A DISTANT relative of a member of the town's first successful football team is making a heartfelt plea for the return of a medal lost more than 16 years ago.

James Ward is looking for an FA Cup Winners' medal won by his father's uncle Jimmy Thomas Ward when he played for Blackburn Olympic FC in the 1883 final.

It was handed down the Ward family and was passed to James's son Neville when he was 18.

Soon after he took it down south to Hove near Brighton when he moved with his girlfriend of the time.

Somehow his girlfriend's youngster got his hands on the medal, took it to school with him .... and never brought it back.

"It was lucky they were all down south because I would have strangled the pair of them if they had walked through the door," said James, of Bridge Road, in Chatburn near Clitheroe.

"My dad died in 1973 but he would have gone absolutely ballistic.
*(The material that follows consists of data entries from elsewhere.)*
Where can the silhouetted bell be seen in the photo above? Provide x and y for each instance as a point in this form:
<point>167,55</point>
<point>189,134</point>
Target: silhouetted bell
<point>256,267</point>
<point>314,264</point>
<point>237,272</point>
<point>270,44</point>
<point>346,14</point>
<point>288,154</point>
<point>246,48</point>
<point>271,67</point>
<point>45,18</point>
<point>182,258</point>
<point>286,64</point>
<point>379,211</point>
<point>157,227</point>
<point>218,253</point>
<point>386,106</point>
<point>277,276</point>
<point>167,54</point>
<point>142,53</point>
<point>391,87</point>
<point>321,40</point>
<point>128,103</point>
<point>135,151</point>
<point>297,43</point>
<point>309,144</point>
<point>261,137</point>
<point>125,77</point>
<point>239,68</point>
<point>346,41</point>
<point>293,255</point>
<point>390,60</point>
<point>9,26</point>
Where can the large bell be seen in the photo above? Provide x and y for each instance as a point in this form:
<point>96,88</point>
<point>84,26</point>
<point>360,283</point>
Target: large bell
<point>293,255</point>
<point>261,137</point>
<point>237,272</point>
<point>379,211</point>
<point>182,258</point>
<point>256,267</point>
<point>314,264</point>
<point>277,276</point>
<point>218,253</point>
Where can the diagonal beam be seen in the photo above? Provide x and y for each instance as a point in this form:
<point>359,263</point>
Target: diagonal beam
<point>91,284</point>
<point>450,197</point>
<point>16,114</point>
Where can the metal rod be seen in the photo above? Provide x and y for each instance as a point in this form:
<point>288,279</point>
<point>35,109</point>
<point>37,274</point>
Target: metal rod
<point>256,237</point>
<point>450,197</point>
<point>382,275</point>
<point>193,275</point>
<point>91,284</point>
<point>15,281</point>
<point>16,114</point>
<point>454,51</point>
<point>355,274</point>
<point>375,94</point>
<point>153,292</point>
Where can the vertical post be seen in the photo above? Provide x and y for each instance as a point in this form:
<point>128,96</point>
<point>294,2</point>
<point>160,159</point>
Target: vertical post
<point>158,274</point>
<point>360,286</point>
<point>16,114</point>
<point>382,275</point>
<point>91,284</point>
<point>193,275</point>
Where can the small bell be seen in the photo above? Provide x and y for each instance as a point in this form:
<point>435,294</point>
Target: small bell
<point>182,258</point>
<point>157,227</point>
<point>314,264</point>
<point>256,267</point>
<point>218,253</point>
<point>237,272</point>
"It was passed down to my dad when he came of age at 21 and he gave it to me when I was 21 and Neville got it when he was 18."
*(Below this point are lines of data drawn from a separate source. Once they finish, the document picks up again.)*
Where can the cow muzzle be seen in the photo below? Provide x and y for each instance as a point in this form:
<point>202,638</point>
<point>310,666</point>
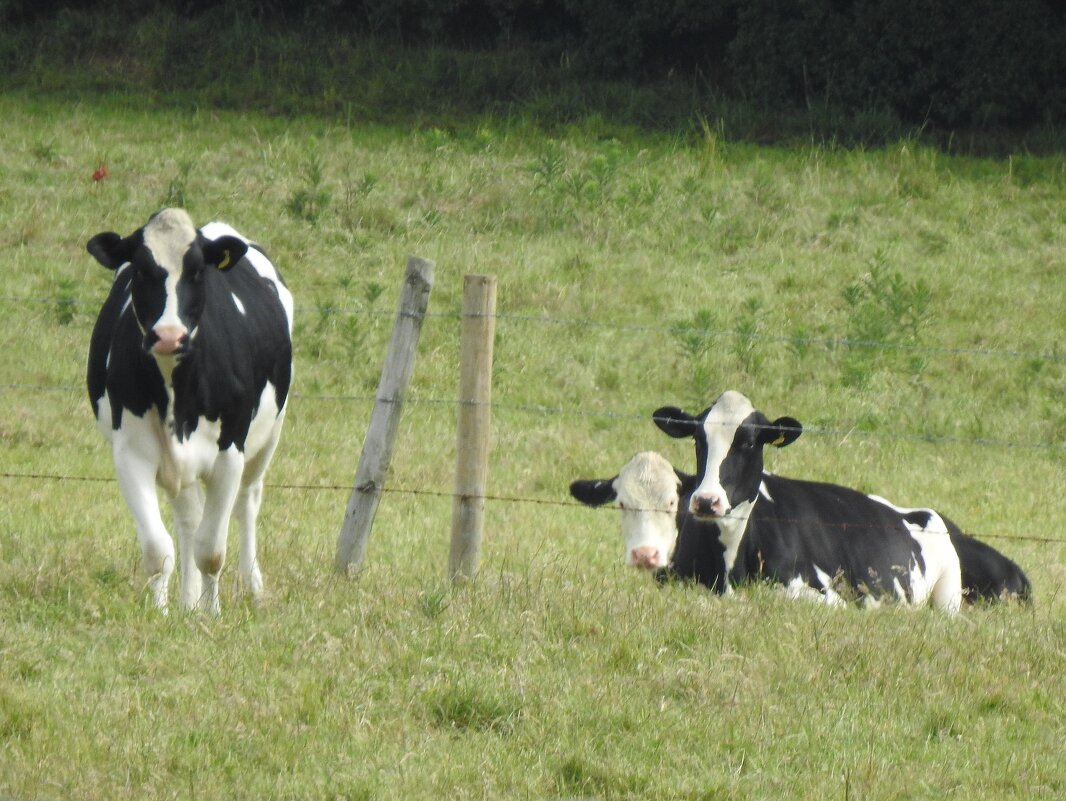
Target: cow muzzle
<point>646,557</point>
<point>167,340</point>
An FA Cup medal won by Blackburn Rovers' star Fergie Suter in 1885 is to be put up at auction later this month at Christie's in London, valued at around £6,000 but James Ward said it's not about the money.

"I don't want it back because I think it might be valuable but it was a family heirloom," said James.
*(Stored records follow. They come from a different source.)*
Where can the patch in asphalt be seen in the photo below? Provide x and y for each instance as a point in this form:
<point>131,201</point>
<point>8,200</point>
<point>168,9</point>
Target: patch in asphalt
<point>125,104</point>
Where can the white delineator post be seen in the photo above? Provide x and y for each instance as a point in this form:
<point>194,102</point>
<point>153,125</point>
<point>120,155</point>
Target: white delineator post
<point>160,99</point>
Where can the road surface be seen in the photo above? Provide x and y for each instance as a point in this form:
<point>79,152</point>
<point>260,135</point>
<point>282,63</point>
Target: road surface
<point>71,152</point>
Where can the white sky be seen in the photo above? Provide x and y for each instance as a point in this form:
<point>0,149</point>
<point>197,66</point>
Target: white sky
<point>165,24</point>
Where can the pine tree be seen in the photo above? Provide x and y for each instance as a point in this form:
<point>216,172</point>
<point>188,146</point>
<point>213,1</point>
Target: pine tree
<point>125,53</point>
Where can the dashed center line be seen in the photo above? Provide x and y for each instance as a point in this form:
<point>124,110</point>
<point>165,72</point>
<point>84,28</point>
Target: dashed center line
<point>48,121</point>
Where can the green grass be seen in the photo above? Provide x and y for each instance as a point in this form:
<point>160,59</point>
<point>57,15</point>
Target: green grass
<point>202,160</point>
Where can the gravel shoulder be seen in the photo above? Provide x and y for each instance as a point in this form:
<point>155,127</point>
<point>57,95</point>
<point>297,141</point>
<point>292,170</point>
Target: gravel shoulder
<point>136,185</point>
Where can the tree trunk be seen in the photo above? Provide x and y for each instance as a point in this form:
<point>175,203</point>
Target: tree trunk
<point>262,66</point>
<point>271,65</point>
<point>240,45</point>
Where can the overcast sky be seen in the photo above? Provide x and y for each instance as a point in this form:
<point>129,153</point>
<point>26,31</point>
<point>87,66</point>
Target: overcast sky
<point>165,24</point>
"Somebody must know what happened to it and have it somewhere." Jimmy Ward played left-back for Blackburn Olympic and helped them win the FA Cup a year before their now more famous neighbours and intense rivals Blackburn Rovers. As a lad of 15 Jimmy, who lived in Harwood Street, in Blackburn, would watch the Olympics play and dream of one day joining them.

His dreams were answered soon after and greatly surpassed when, at 18 years and three days old, he became the youngest player ever to win an FA Cup medal -- and to this day is one of the youngest.

Olympic beat the Old Etonians 2-1 and brought the famous cup to Blackburn -- the first time it had ever ventured out of London.

For his part in that historic victory Jimmy, a cotton machine operator, received a winner's medal which became a Ward family heirloom. Jack Walker once offered to buy it for the Rovers museum but was turned down by James because he thought it would stay in the family for a long time to come.

But all that changed when Neville Ward got his hands on it.